芸能

西郷どん 序盤のカギ握るのは「女」、特に注目は小柳ルミ子

初回視聴率が低迷した『西郷どん』、今後の見所は?

 平均視聴率15.4%(関東地区、ビデオリサーチ調べ)と初回は苦戦したNHK大河ドラマ『西郷どん』。しかし、物語はまだ始まったばかり。序盤のカギは「女」の描き方にあると時代劇研究家でコラムニストのペリー荻野さんは指摘する。ペリーさんが解説する。

 * * *
 そんなわけで、戌年らしくワンコを連れて元気よく走って登場した鈴木亮平西郷どん。第一話からマントを翻す、馬で疾走する、何をやってもカッコよかった島津斉彬(渡辺謙)をはじめ、歴史を動かす人物が次々出てくるドラマだけに、とても男っぽいドラマかと思うが、私は「女」の描き方もカギになると思う。

 なにしろ、「日本一のモテ男」というイメージで描かれる今回の西郷。「男が惚れる」のはもちろん、三番目の妻・糸(黒木華)をはじめ、島の妻・愛加那(二階堂ふみ)、於一(篤姫・北川景子)ら女性キャラクターも興味深い。そんな中、この物語の序盤で注目したい「女」といえば、西郷の敵ともいえるお由羅(小柳ルミ子)の存在だ。

 薩摩藩主・島津斉興(鹿賀丈史)には、嫡男・斉彬がいるが、江戸育ちの側室お由羅は自分が生んだ久光(青木崇高)を藩主にしたくてたまらない。第一話でも、上半身はシャツとチョッキ、下半身は袴という和洋折衷サムライファッションを難なく着こなし、オーラを放つ斉彬を嫌な目で見ていたお由羅。

 カッコいい異母兄、斉彬に憧れちゃってる久光と二人きりになった途端、彼女は目をつり上げて「負けてはなりません!」と藩主になれと厳命。「じゃっどん母上…」ともじもじする久光に「薩摩言葉も直しなさい!!」と息子のほっぺをペタペタ。猛烈ママぶりを発揮している。

 小柳ルミ子の強烈演技といえば、ドラマ『家なき子』で子役時代の安達祐実をいじめ倒していた姿を思い出すが、今回のお由羅は、薄い眉毛に真っ赤な口紅でどこか妖気を感じさせる迫力。キラキラのかんざしの後ろから触覚でも生えてきそうである。

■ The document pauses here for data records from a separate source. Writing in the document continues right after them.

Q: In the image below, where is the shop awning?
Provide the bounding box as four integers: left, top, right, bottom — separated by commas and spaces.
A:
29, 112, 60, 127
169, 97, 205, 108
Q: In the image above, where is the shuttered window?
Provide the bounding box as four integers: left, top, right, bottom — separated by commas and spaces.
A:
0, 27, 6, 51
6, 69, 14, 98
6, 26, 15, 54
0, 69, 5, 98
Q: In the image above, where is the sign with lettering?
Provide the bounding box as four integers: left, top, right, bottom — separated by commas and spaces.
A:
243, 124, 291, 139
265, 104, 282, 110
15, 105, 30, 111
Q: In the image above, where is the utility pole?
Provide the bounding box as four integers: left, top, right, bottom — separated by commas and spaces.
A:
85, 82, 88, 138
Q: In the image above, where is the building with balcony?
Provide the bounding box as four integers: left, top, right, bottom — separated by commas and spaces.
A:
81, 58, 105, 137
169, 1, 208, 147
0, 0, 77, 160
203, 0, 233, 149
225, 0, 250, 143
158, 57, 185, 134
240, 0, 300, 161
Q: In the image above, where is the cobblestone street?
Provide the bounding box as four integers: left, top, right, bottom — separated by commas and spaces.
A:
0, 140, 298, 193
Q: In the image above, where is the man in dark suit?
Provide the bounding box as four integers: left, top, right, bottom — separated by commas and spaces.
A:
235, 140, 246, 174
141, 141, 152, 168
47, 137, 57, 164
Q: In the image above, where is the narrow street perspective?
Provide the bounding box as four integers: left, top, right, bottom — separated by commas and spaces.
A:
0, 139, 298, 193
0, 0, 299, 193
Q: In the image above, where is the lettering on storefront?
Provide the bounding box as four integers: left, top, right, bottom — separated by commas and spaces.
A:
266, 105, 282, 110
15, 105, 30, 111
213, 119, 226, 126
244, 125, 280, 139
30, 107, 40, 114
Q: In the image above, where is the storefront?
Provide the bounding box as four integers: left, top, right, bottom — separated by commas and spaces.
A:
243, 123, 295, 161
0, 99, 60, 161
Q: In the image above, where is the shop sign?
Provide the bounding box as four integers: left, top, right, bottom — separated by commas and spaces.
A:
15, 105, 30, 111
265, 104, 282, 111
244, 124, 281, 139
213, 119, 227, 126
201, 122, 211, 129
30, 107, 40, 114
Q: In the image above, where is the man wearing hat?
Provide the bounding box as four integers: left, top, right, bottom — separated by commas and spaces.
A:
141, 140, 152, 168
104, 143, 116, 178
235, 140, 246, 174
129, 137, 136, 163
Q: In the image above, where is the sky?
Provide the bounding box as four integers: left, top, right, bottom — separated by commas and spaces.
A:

 実はお由羅は、これまでの時代劇では「呪いの女」の如く描かれてきたのだ。彼女が蹴落としたい斉彬の子供たちが次々と亡くなり、ついには斉彬までもが病に苦しむことに。それってお由羅の呪詛のせいでは!? ウワサがたつのも仕方ない。

 ちなみに「直木賞」で知られる作家・直木三十五がこの「お由羅騒動」を小説にした『南国太平記』を原作に今から40年ほど前、NHKで放送されたドラマ『風の隼人』では、お由羅(演じていたのは名女優・南田洋子)の呪詛の証拠となる泥人形発見!!というシーンが出てくる。その泥人形を探し当てたスパイのような若侍を演じていたのが、『西郷どん』のナレーションを担当している西田敏行だった。
 
 近年の小柳ルミ子は熱烈サッカーファンにして、特にメッシへの熱い思いが大爆発。底知れぬパワーを感じさせる。『西郷どん』の予告でお由羅は「私を憎むがいい」と言い放っていたが、その気迫には鈴木亮平も蹴り飛ばされそうである。実際、お由羅騒動では対立した藩士たちの多くが厳罰を受けた。西郷どんの幼なじみの大久保正助(後の利通・瑛太)の運命も大きく変わってしまう。

 この作品の原作者(林真理子)も脚本(中園ミホ)も女性の心理描写がうまいことでは定評がある。Eテレの名番組『ねほりんぱほりん』ならぬ『まりどんみほどん』が、どんなお由羅を見せてくれるか。序盤の見どころである。